Catholic Church seeks to strip Jimmy Savile of Papal knighthood
JIMMY Savile could become the first person to be stripped of a Papal knighthood posthumously after the head of the Catholic Church in England and Wales asked the Vatican to investigate removing the honour.
There is growing disquiet among senior members of the church, which has itself been rocked by child abuse scandals, that the disgraced late TV presenter’s name remains on the list of recipients of one of the highest awards the Pope can bestow.
The Archbishop of Westminster, the Most Reverend Vincent Nichols, has now written to Rome asking whether Savile’s Papal knighthood can be annulled in recognition of his victims’ “deep distress”.
Church sources said there was no established process to remove a Papal honour posthumously because the award dies with the recipient.
However, senior Roman Catholic clergy in Britain feel that the Vatican should look at whether it can do something to recognise its disgust at the “deeply shocking” series of allegations of child sexual abuse made against the former Jim’ll Fix It presenter.
There is no guarantee that the church will be able to remove the honour and no fixed timetable for Rome to reply to the Archbishop of Westminster.
A source said: “The honour itself goes when the person dies but nevertheless it would appear on Papal honours lists. I don’t know if you remove it entirely or whether there is an asterisk to say, ‘well, actually…’”
It is thought that a Papal knighthood has never previously been removed posthumously. “It would be very, very rare if not unprecedented,” a source said.
Savile, who described himself as a devout Catholic, was made a Knight Commander of St Gregory the Great by Pope John Paul II in 1990 for his charity work.
The honour is awarded to Catholics, and on occasion non-Catholics, who have demonstrated “pre-eminent” service to their faith, community, or the work of the Vatican.
Other recipients have included Rupert Murdoch, the billionaire media tycoon, Sir Matt Busby, the former Manchester United Manager, and John Hume, the Nobel Peace Prize-winning Northern Ireland politician.
A spokesman for the Archbishop of Westminster said: “The Archbishop of Westminster, the Most Reverend Vincent Nichols, wrote last week to the Holy See asking the competent office to investigate whether the Papal Honour awarded to Jimmy Savile for his charitable works could be posthumously removed and its effects nullified, recognising the deep distress of all those who have suffered abuse and the disquiet at Mr Savile’s name remaining on Papal Honours lists.
“While the outcome of the current police investigation is awaited, the allegations of abuse are deeply shocking and our thoughts go first to all those who have been abused.
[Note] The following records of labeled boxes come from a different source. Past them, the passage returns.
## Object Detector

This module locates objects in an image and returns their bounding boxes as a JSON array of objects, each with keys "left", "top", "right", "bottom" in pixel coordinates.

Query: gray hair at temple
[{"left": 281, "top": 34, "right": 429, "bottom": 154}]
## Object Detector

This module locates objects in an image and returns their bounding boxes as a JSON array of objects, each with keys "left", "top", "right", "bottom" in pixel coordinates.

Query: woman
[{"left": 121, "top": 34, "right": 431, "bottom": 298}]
The Church invites all those who have suffered abuse to come forward to the appropriate authorities.”
There have also been calls for the UK Government to strip Savile of the British knighthood he was awarded in 1990.
David Cameron, the Prime Minister, hinted earlier this month that the honour could be removed.
However, the Cabinet Office said that honours ceased to exist when a person died, although there is a campaign to change the law so that they can be revoked after death.